He also said he is not in a hurry to retire, because he is very engaged in the show and enjoys it. "There will be a time for that," Michaels quipped. "It will be very difficult for me to stop."

He also said he feels it is important to keep an old-school variety show on the air as networks nowadays wouldn't launch a new one. "This will be the last of it," he said.

Michaels, who used to executive produce "Late Night With Conan O'Brien," said he originally picked the comedian because he was "very smart," "just brilliant" and had an "amazing character." After early struggles, he prevailed, he added. "And I'm sure he will again," Michaels added.

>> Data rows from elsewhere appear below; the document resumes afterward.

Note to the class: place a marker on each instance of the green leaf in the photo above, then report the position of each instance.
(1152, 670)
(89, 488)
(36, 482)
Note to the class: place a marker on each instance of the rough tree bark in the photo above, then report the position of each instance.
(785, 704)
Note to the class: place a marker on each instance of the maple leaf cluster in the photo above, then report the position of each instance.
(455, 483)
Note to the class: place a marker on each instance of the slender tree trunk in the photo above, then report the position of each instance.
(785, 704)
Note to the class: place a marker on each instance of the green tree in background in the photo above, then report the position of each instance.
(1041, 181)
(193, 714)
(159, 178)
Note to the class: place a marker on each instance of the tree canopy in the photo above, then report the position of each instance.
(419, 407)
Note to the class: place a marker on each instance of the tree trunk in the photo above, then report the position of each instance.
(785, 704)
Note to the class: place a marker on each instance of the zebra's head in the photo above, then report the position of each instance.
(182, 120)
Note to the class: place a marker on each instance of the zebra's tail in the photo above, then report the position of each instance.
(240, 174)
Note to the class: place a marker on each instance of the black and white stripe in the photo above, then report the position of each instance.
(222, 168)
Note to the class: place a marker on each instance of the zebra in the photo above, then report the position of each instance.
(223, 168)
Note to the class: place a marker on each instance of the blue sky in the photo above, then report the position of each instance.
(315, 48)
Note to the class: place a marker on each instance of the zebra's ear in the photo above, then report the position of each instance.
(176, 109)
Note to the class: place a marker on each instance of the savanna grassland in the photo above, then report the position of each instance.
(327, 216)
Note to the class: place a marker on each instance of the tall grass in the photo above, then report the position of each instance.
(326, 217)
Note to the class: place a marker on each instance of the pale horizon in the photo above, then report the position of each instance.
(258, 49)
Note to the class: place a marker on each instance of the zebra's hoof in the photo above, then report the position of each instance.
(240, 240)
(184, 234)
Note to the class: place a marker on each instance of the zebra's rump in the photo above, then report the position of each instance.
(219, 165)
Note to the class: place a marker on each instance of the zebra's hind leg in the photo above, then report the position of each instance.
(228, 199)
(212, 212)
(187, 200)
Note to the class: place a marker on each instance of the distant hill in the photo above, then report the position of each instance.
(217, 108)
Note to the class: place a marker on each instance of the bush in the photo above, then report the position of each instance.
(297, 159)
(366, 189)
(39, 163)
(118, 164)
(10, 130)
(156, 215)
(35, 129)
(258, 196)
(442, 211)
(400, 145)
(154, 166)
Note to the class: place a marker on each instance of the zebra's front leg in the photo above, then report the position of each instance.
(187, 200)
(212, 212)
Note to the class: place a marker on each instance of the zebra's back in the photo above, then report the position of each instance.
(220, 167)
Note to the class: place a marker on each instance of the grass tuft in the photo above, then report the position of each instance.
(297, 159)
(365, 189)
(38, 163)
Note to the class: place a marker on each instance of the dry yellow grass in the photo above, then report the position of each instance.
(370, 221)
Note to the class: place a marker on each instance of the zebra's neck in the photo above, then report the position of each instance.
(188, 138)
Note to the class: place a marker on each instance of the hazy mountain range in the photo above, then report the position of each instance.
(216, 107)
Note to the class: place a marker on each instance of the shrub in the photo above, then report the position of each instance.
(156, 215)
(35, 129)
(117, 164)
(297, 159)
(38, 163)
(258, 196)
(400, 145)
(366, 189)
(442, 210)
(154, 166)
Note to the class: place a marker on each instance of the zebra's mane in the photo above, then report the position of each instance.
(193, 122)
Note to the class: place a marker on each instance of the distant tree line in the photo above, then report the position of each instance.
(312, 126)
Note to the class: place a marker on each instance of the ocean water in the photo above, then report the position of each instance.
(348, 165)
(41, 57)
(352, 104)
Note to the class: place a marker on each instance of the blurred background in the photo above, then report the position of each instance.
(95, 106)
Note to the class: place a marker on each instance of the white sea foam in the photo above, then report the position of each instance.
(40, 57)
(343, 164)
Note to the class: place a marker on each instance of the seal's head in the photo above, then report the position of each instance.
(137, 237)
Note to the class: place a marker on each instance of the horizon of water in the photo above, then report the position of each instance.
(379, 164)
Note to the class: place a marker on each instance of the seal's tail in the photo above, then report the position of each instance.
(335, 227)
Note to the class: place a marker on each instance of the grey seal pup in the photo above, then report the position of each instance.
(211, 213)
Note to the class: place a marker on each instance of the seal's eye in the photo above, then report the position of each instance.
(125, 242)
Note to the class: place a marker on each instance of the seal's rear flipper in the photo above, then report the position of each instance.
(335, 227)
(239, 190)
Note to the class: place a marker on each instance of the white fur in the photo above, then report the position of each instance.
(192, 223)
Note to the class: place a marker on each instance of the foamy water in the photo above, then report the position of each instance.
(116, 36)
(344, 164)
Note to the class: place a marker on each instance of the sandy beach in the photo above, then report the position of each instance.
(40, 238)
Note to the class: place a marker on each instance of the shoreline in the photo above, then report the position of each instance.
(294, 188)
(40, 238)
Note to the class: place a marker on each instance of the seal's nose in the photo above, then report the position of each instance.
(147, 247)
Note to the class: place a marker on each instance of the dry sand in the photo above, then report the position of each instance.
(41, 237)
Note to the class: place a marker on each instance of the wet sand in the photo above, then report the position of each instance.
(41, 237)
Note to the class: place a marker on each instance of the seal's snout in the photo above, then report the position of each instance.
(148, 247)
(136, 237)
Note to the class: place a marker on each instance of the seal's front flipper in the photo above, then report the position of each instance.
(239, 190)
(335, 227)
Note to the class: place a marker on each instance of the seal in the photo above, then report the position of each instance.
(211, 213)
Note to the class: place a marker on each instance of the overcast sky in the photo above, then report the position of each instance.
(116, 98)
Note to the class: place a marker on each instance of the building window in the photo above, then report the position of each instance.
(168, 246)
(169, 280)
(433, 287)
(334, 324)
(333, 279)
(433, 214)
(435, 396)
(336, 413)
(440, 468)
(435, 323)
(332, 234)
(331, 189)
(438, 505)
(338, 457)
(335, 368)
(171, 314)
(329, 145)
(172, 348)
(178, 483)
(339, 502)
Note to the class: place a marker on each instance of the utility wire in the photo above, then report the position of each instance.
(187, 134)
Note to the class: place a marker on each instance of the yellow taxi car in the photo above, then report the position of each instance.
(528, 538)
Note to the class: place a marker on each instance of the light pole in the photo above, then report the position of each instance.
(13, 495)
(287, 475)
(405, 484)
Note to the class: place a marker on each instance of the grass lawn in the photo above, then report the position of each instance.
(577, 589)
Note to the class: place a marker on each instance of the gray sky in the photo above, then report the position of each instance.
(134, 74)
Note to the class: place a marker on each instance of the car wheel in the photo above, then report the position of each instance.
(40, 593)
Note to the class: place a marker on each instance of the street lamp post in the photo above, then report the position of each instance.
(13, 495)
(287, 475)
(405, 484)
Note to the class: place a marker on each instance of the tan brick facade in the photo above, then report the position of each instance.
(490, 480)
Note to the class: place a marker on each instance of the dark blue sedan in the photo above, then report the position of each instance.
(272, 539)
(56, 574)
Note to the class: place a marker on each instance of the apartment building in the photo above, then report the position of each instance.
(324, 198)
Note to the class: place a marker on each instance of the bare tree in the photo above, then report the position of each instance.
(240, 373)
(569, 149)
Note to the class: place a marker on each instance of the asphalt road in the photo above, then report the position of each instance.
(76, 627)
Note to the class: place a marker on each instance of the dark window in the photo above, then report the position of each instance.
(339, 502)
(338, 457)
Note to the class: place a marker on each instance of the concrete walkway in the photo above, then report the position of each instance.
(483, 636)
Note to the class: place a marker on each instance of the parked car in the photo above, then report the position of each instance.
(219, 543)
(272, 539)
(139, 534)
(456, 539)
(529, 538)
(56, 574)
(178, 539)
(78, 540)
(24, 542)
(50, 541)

He made his comments at "Live From New York," a discussion led by the New Yorker's Ken Auletta with Michaels and "SNL" head writer Seth Meyers.

Michaels danced around the question about the reason for the O'Brien-Jay Leno disaster. "There was a lot of worry and concern" that Leno could go to another network when the transition to O'Brien as "Tonight Show" host neared, he said, which is why Leno was given the 10 p.m. slot. But this meant that O'Brien did "not necessarily" have a good lead-in.

Meyers suggested the original promise to make O'Brien Leno's replacement years before the actual handover was problematic, too. "You can't tell someone that you want to stay married for five years" and then get a divorce, he said.

Various questions Tuesday night surrounded SNL's celebration of its 35th anniversary this year and its longevity.

Execution is more important than the comedic idea, Meyers and Michaels said. The former mentioned the popular "Dick in a Box" skit with Justin Timberlake as one example of an idea that might not have sounded as funny before it was written and performed to perfection.

Michaels said skits must play during the dress rehearsal, with the best sketches seeing performer and writing in perfect harmony. "It's almost never the idea," he said. "It's all about how you do it."

Auletta also asked Meyers about a comment by Tina Fey that "30 Rock" character Jack Donaghy was modeled after Michaels. "There are definitely a lot of seeds of Lorne in Alec Baldwin's character," he said.

The event was organized by the New Yorker and the S.I. Newhouse School.